[bnc] Design of the written component - BNC User manual

Sampling basis: production and reception

While it is sometimes useful to distinguish in theory between language which is received (read and heard) and that which is produced (written and spoken), it was agreed that the selection of samples for a general-purpose corpus must take account of both perspectives.

Text that is published in the form of books, magazines, etc., is not representative of the totality of written language that is produced, as writing for publication is a comparatively specialized activity in which few people engage. However, it is much more representative of written language that is received, and is also easier to obtain in useful quantities, and thus forms the greater part of the written component of the corpus.

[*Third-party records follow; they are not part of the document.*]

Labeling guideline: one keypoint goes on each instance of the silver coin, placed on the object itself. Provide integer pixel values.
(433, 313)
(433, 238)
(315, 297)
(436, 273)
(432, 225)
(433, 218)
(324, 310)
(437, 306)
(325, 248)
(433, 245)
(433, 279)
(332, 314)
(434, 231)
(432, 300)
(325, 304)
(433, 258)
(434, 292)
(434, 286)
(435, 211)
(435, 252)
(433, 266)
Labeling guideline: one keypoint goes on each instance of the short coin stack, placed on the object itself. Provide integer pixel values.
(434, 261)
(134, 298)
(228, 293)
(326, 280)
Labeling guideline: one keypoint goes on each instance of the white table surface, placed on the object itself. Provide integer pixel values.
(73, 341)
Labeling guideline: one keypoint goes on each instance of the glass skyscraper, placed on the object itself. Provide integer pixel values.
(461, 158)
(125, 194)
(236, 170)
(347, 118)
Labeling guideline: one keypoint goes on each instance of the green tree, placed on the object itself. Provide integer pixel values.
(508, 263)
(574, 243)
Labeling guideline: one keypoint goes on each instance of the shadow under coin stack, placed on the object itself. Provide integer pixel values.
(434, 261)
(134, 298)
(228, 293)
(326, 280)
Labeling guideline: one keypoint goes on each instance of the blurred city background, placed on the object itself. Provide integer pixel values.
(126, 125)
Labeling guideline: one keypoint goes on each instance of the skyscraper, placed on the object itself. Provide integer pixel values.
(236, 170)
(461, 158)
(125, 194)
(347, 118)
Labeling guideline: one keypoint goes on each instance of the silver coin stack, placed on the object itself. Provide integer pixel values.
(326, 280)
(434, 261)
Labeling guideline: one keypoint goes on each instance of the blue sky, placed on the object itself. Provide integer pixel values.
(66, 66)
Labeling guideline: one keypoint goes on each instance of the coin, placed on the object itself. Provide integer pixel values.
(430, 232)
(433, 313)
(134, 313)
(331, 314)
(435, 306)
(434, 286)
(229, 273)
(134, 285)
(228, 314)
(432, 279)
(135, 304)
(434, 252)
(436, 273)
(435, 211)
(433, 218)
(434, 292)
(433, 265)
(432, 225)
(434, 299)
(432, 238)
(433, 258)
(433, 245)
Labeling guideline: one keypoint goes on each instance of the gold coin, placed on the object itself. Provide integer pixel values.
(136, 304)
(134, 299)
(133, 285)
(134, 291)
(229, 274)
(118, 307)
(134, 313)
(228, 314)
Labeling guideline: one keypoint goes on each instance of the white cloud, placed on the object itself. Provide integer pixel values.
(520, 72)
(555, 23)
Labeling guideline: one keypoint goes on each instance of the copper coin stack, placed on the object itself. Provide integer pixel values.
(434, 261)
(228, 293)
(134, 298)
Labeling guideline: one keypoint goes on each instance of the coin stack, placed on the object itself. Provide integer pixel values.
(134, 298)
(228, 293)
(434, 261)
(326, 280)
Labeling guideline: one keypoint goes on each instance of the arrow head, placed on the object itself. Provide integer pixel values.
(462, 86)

There was no single source of information about published material that could provide a satisfactory basis for a sampling frame, but a combination of various sources furnished useful information about the totality of written text produced and, particularly, received, some sources being more significant than others. They are principally statistics about books and periodicals that are published, bought or borrowed.

Catalogues of books published per annum tell us something about production but little about reception as many books are published but hardly read.

A list of books in print provides somewhat more information about reception as time will weed out the books that nobody bought (or read): such a list will contain a higher proportion of books that have continued to find a readership.

The books that have the widest reception are presumably those that figure in bestseller lists, particularly prize winners of competitions such as the Booker or Whitbread. Such works were certainly candidates for inclusion in the corpus, but the statistics of book-buying are such that very few texts achieve high sales while a vast number sell only a few or in modest numbers. If texts had been selected in strict arithmetical proportion to their sales, their range would have been severely limited. However, where a text from one particular subject domain was required, it was appropriate to prefer a book which had achieved high sales to one which had not.

Library lending statistics, where these are available, also indicate which books enjoy a wide reception and, like lists of books in print, show which books continue to be read.

Similar observations hold for magazines and periodicals. lists ofcurrent magazines and periodicals are similar to catalogues of published books, but perhaps more informative about language reception, as it may be that periodicals are bought and read by a wider cross-section of the community than books. Also, a periodical that fails to find a readership will not continue to be published for long.

Periodical circulation figures have to be treated with the same caution as bestseller lists, as a few titles dominate the market with a very high circulation. To concentrate too exclusively on these would reduce the range of text types in the corpus and make contrastive analysis difficult.

Published written texts were selected partly at random from Whitaker's Books in Print for 1992 and partly systematically, according to the selection features outlined in section Selection features below.

Available sources are concerned almost exclusively with published books and periodicals. It is much more difficult to obtain data concerning the production or reception of unpublished writing. Intuitive estimates were therefore made in order to establish some guidelines for text sampling in the latter area.

Selection features

Texts were chosen for inclusion according to threeselection features: domain (subject field), time (within certain dates) and medium (book, periodical, etc.).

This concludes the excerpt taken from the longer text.